Project without external funding

Projekt Bürgerportale - Studie "Rechtsfragen"


Project Details
Project duration: 06/200703/2008


Abstract
Bürgerportale sollen erlauben, im Internet so sicher, verbindlich und vertraulich zu kommunizieren, wie das heute im Bereich der Papierpost der Fall ist. Wie Unternehmensportale das zugehörige Unternehmen im Internet präsentieren, sollen Bürgerportale die Repräsentanz von Bürgerinnen und Bürgern im Internet sein. Analog zur physischen Meldeadresse und dem Postkasten am Wohnungseingang stellen sie den Ort dar, an dem Bürgerinnen und Bürger sicher und rechtsverbindlich erreicht werden können.
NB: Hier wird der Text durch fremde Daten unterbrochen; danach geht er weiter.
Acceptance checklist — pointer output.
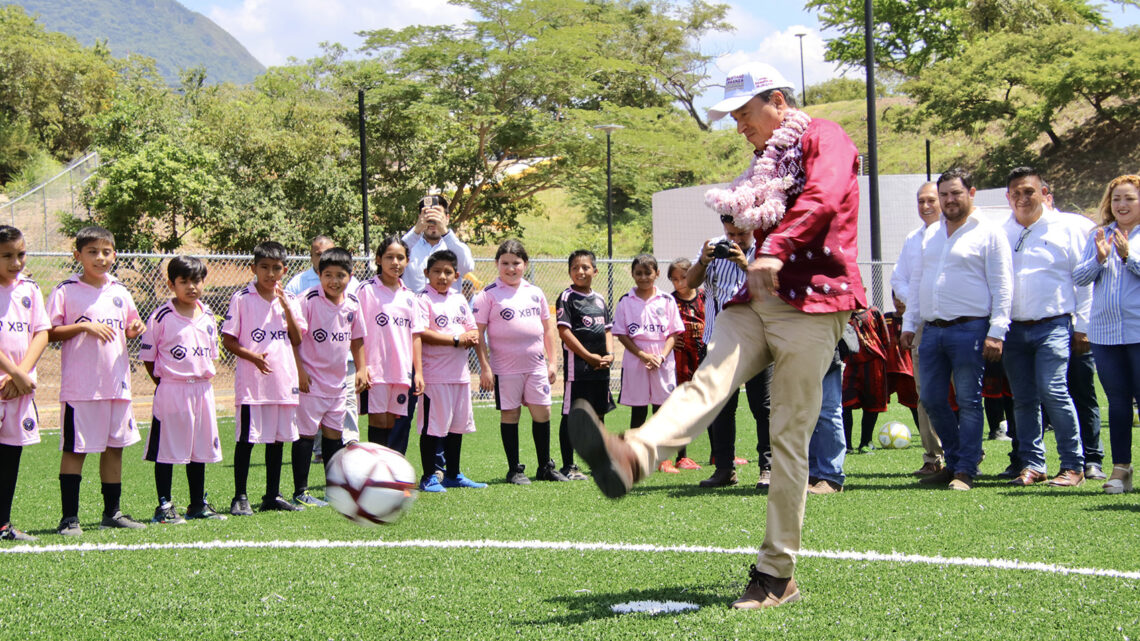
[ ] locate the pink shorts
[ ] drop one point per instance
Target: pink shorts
(641, 387)
(515, 390)
(384, 398)
(94, 426)
(185, 426)
(266, 423)
(447, 410)
(314, 412)
(19, 422)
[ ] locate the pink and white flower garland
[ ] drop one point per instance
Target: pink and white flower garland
(757, 197)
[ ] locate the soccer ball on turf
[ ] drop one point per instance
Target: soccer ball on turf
(369, 484)
(894, 436)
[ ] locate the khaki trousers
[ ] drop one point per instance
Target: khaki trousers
(746, 340)
(931, 446)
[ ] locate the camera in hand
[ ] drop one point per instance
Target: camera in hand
(723, 249)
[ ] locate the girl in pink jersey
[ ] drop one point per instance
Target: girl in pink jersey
(646, 323)
(514, 316)
(391, 317)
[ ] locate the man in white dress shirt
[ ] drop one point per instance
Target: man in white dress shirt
(1048, 308)
(929, 211)
(961, 292)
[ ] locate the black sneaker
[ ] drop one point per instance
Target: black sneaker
(167, 513)
(550, 472)
(516, 476)
(70, 527)
(120, 520)
(277, 503)
(8, 533)
(239, 506)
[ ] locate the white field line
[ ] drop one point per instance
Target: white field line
(568, 545)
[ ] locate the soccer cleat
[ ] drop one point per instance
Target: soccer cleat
(68, 526)
(573, 473)
(120, 520)
(278, 504)
(165, 513)
(239, 506)
(307, 500)
(431, 484)
(461, 480)
(686, 463)
(8, 533)
(518, 476)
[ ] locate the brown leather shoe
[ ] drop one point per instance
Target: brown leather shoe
(962, 481)
(766, 591)
(927, 469)
(1067, 478)
(610, 459)
(1028, 477)
(942, 477)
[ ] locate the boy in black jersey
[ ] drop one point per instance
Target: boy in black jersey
(584, 326)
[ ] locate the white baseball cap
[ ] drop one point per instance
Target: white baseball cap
(743, 82)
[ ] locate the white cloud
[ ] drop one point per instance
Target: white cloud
(276, 30)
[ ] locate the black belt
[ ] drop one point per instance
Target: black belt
(1039, 321)
(958, 321)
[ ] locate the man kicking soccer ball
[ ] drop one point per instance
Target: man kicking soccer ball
(800, 196)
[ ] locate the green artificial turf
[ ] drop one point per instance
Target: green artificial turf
(495, 593)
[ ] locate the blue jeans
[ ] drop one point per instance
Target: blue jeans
(955, 351)
(1118, 367)
(1036, 365)
(828, 447)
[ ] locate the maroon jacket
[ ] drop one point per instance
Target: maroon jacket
(817, 238)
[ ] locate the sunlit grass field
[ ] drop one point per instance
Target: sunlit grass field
(364, 590)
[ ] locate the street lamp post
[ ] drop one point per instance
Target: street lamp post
(609, 129)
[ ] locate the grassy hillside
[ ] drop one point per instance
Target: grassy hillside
(163, 30)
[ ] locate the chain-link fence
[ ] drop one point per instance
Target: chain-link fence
(145, 275)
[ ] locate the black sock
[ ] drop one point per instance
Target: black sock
(196, 478)
(274, 453)
(68, 494)
(380, 436)
(452, 447)
(111, 494)
(163, 480)
(242, 453)
(564, 446)
(510, 433)
(302, 457)
(9, 469)
(540, 431)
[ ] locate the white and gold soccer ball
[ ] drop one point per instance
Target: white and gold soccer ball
(369, 484)
(893, 436)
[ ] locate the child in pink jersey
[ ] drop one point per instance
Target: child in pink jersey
(261, 329)
(94, 315)
(26, 326)
(520, 331)
(646, 323)
(179, 351)
(441, 355)
(391, 317)
(335, 327)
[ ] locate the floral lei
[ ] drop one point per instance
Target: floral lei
(757, 197)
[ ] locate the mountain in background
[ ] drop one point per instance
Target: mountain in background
(164, 30)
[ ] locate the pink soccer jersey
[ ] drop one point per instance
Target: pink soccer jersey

Zudem gewährleisten sie, dass versendete Nachrichten tatsächlich von dem Absender kommen, der dies behauptet. Das Angebot soll sich auch an kleine und mittlere Unternehmen (KMUs) richten.

Bürgerportale sollen von Internetprovidern angeboten werden, die im Rahmen eines staatlichen Zertifizierungsverfahrens nachweisen, dass sie hohen Standards in den Bereichen Sicherheit, Rechtsverbindlichkeit, Vertraulichkeit, Datenschutz und Nutzerfreundlichkeit genügen. Die Konzeption von Bürgerportalen ist Bestandteil der High-Tech-Strategie der Bundesregierung und wesentlicher Inhalt des E-Government-Programms 2.0.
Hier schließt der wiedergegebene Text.